Contact the OIG with the claim Medicare is being overcharged. Consider that half the billing by the specialty laboratory for identical work is $30 or $100 depending on which party (the practice or Medicare directly) is being billed. The plea to OIG is Medicare should claim the national specialty laboratory’s customary fee is $30 and that is all they should be paid on their direct billings. This may give my client great satisfaction, but his laboratory will long be closed and forgotten before the OIG can do anything, if they so act. Again, kiss the $1,200,000 goodbye.
Go to the customer with a similar offer. A slightly higher price may be justified because of the close working relationship that has existed over many years between my client’s laboratory and the urology practice. Ethics be damned!
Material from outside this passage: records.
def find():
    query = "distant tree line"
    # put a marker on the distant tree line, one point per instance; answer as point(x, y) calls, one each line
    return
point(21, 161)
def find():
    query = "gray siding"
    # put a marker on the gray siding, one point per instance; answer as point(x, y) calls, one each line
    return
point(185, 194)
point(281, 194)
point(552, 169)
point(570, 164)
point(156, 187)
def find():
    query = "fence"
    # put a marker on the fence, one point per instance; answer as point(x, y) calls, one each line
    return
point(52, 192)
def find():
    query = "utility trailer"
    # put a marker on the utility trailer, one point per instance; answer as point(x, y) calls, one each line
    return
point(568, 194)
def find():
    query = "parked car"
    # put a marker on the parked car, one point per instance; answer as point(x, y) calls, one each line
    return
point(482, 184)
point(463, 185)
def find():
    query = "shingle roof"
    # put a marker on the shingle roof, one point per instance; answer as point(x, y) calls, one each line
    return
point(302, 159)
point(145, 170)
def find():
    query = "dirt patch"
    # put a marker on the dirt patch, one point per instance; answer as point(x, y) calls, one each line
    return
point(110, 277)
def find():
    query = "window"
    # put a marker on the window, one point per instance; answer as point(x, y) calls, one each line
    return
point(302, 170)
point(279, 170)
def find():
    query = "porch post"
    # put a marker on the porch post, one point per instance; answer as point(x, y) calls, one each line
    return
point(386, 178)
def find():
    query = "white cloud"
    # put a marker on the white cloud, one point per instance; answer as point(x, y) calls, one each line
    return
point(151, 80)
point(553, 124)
Also, consider groveling when the issue of keeping their money for all those years is raised. Plead ignorance of the ever changing rules from CMS that permit some of these schemes to exist. Kiss $420,000 of the $1,200,000 goodbye and welcome to the real world of pathology, if the business is retained.
Try a novel approach. Suggest that the urology practice install their own anatomic laboratory with my client’s pathology practice providing professional services under a long-term contract. This approach does take volume out of my client’s laboratory; however, he may be able to downsize by selling his extra equipment and offering a histotech to the urology practice. With this approach, future competition is minimized. However, kiss all the technical revenues goodbye, $720,000 of the $1,200,000; however, the remaining $480,000 comes with virtually no expense.
The stark reality of this situation gets played out every day. It is gut-wrenching for clients like mine. The problem is this: all physicians are under reimbursement cuts. They are all looking for ways to bring ancillary revenues into their practices. They are maxed out in terms of seeing more patients per day who individually bring less to the practice with each reimbursement cut. It is a downward spiral that doesn’t seem to have an escape.
My client and others like him need to recognize the impact of these reimbursement cuts and the resulting implications. They need to be proactive before the representative from a specialty pathology laboratory arrives at their customer’s doorstep with an offer that always includes a way for the customer to obtain a piece of the testing revenues. This is especially the case with large specialty practices that generate high volumes of tissue work, such as urology, gastroenterology, and dermatology.
Specialty pathology laboratories have grown dramatically in number because anatomic pathology is one of the last bastions of decent profitability in the laboratory industry.